NEW DELHI - The dispute between Russia and Ukraine over natural-gas supplies that has rattled Europe has once again brought to focus the geopolitics that revolves around the control, transportation and consumption of energy, and more specifically, natural gas.
Natural gas has emerged as a more environmentally sound, cheaper and more easily available substitute for oil. Compared with oil at more than US$60 a barrel, an energy-equivalent amount of gas costs in the region of only $20. Experts predict that gas, which was once considered a wasteful by-product of oil exploration, will turn into the No 1 fossil fuel. Vying for gas resources are the world's top guzzlers of energy, the United States, Europe, China and India.
The problem is that the US and India, as well as Japan and European Union nations, are all some distance from major reserves of gas in countries such as Iran (with reserves of 971 trillion cubic feet - tcf), Qatar (910 tcf), Yemen, Russia (with the world's largest reserves of more than 1,700 tcf), Central Asia, Nigeria, Angola and Venezuela.
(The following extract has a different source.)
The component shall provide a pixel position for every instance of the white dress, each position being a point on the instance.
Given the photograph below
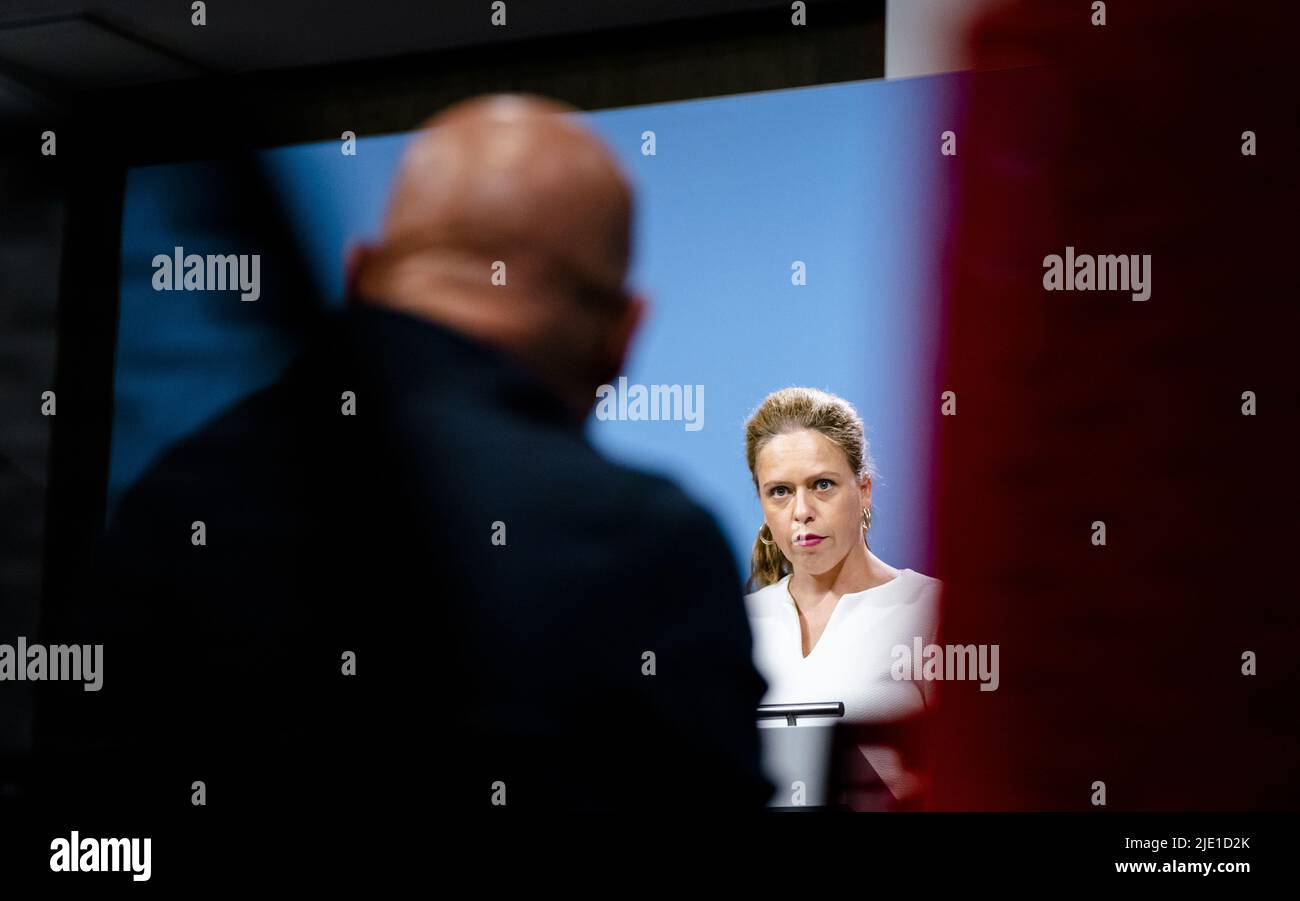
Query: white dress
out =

There is also the issue of these supplier nations facing unstable political situations, so the gas from fields there has to be carried through disturbed and often dangerous physical and political quarters.
China and India have been quickly tying up with these countries to tide over future requirements, with the US trying to balance growing Asian demand with its own rising requirements. India has signed a $22 billion deal to buy liquefied natural gas (LNG) from Iran over a period of 25 years starting 2009, this after protracted negotiations. India has also signed an LNG deal with Qatar.
However, the tussle will turn more acute. A global energy crisis is brewing as the economic powerhouses continue to consume more oil than they can possibly produce or import. It is estimated that by 2025, today's global demand for 84 million barrels of oil per day will have grown to 121 million to 130 million.